This April, we reviewed two very different books by best-selling authors . . . with the exact same title. (We know, it's weird.) Perhaps Life After Life was such a perfect title for both stories—for different reasons—that neither publisher was interesting in changing it? Just to make things more confusing, we recommend you pick up both!
In Jill McCorkle's new book, "life after life" refers to the constantly changing group of people that hospice volunteer Joanna cares for at the Pine Haven Retirement Center in Fulton, North Carolina. When the inevitable happens, Joanna records their ends in a journal she keeps close to her. As her story intertwines with that of several residents, McCorkle contemplates the different routes aging might take us. Our reviewer's take: "This is a beautifully written, perceptive and poignant novel that will linger in readers’ minds for a long while."
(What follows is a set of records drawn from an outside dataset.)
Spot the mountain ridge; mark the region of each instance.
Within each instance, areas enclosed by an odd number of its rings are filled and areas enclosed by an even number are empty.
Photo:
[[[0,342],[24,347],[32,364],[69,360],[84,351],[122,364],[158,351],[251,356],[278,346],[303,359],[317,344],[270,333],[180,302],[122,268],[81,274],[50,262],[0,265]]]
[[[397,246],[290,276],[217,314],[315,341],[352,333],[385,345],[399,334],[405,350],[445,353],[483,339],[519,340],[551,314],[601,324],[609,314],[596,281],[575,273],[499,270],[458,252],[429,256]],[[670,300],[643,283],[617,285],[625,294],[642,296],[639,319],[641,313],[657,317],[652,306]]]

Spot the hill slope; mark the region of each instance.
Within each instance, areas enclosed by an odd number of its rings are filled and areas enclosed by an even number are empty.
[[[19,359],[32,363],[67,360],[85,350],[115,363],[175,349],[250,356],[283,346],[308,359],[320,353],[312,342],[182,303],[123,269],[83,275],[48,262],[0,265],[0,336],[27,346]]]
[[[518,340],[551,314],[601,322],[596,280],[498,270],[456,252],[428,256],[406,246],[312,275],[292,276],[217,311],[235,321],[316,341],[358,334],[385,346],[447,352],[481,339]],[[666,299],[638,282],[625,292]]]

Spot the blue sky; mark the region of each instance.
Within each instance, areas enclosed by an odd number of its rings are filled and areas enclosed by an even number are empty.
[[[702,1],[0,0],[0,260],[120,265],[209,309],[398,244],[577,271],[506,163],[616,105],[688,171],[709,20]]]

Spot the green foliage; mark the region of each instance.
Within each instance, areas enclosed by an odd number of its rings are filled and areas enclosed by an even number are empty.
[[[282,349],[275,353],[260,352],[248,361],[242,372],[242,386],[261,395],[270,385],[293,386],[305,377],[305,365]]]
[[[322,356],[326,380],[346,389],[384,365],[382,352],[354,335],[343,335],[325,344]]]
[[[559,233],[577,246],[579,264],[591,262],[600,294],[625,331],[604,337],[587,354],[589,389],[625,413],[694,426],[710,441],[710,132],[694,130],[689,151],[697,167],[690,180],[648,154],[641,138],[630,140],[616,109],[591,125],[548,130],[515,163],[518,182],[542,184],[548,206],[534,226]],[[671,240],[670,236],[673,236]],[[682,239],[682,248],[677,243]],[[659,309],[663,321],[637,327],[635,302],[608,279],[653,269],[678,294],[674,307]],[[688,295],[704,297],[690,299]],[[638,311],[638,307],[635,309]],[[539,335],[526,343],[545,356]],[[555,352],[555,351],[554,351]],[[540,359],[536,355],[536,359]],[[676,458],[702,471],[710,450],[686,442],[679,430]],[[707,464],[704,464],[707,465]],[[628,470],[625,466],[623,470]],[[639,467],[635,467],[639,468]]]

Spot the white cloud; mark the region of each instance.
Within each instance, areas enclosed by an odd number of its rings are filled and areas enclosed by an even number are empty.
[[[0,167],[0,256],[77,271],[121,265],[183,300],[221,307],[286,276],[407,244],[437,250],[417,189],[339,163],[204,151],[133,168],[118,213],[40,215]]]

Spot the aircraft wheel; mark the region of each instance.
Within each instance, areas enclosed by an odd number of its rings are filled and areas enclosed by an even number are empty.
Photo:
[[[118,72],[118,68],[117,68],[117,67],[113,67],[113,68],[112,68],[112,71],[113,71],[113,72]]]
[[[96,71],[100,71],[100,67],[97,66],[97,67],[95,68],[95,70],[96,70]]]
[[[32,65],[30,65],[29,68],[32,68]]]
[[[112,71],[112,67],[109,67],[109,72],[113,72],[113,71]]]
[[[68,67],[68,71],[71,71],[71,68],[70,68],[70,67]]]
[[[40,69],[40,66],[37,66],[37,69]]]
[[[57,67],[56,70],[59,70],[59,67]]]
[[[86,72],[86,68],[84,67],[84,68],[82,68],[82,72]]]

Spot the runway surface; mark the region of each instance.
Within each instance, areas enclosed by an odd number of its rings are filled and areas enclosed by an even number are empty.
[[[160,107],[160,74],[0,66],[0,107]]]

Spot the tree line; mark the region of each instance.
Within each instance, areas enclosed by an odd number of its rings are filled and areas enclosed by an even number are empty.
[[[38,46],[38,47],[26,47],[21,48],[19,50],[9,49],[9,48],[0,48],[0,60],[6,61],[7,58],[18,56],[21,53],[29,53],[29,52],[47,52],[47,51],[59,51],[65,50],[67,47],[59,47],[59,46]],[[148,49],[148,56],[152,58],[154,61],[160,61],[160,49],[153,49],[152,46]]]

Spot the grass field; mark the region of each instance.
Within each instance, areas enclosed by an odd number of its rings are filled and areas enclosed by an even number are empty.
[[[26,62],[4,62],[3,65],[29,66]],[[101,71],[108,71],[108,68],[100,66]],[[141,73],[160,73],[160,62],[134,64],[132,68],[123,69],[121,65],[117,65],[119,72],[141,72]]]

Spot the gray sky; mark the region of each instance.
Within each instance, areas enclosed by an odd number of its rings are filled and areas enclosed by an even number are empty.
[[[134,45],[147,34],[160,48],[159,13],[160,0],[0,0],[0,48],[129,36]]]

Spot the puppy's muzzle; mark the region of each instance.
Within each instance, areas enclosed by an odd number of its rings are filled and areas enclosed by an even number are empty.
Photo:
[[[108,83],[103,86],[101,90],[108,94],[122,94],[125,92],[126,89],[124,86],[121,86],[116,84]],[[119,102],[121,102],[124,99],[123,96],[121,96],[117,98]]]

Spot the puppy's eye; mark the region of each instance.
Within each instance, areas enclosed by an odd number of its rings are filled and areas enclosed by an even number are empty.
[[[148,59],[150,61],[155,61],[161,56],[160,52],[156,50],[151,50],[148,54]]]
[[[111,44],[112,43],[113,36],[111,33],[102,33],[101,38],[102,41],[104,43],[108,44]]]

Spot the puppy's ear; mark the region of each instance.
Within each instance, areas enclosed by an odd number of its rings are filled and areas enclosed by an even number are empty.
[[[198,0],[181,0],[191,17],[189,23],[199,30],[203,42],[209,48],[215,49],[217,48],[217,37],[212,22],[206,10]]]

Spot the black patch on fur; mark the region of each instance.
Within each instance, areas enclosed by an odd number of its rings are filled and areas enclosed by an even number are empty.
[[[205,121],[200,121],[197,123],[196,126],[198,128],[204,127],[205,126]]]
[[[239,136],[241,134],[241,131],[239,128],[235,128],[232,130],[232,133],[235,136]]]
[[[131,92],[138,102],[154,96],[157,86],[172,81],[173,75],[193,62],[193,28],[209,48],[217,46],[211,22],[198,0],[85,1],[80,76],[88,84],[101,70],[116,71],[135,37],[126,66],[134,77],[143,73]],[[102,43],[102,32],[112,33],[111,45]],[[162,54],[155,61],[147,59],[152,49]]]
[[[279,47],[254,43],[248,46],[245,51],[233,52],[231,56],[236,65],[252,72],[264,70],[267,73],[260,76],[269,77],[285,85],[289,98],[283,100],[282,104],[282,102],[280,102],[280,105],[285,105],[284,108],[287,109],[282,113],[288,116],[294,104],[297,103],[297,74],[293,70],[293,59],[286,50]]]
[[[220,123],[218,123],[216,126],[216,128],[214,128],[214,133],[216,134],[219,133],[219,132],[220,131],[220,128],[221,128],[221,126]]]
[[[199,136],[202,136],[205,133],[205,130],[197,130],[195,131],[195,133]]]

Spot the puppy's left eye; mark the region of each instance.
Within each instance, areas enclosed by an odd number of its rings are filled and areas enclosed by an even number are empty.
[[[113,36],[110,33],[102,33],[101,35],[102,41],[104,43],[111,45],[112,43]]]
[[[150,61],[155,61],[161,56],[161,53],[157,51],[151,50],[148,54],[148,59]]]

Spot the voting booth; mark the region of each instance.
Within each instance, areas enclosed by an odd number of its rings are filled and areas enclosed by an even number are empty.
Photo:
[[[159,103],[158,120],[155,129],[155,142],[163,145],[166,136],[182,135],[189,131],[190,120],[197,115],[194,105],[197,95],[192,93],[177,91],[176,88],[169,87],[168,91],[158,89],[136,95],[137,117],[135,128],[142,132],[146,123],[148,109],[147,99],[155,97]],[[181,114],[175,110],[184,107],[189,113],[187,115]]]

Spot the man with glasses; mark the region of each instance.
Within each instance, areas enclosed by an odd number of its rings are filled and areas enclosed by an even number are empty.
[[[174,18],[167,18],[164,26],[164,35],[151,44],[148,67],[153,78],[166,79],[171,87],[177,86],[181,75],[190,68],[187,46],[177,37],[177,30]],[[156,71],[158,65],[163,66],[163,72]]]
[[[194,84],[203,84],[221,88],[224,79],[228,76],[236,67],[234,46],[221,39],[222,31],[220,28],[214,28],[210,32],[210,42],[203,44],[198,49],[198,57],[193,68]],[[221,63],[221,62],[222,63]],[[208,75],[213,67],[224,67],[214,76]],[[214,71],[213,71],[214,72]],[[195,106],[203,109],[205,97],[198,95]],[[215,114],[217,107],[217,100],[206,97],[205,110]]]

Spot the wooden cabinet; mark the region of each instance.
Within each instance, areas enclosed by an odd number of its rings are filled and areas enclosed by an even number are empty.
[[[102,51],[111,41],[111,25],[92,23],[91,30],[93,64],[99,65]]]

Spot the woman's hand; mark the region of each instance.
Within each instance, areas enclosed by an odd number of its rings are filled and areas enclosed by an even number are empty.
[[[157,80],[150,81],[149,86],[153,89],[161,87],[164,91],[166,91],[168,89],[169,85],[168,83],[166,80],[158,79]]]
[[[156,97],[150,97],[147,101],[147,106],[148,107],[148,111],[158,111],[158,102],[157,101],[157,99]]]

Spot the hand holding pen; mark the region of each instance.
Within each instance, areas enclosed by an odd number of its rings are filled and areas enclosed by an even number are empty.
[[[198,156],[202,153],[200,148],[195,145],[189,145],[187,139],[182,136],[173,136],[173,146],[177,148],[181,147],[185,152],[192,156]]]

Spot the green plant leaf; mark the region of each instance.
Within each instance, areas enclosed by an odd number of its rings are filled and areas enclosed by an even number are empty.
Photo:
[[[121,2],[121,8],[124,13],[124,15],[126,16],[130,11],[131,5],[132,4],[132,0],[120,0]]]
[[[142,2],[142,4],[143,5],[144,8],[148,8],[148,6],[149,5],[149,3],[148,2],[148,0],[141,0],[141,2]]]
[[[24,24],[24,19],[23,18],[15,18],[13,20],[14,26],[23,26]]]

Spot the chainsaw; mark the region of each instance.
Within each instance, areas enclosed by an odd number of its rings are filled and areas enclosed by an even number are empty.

For Kate Atkinson, the words "life after life" refer more directly to her novel's unusual protagonist, Ursula, who is literally born again—and again—over the course of the novel. Each time she is born, Ursula's life varies in small but important ways, allowing Atkinson to explore the vagaries of chance and the tiny variations that can change the direction of a life. This unusual and imaginative tale is our fiction top pick for April. Our reviewer's take: "One might think that Atkinson’s technique of ending Ursula’s story and then starting it over would be too confusing or tedious to stay with very long, but no such thing happens. The cast of characters varies slightly from existence to existence, and the alternate histories with a multitude of endings cast their own spell."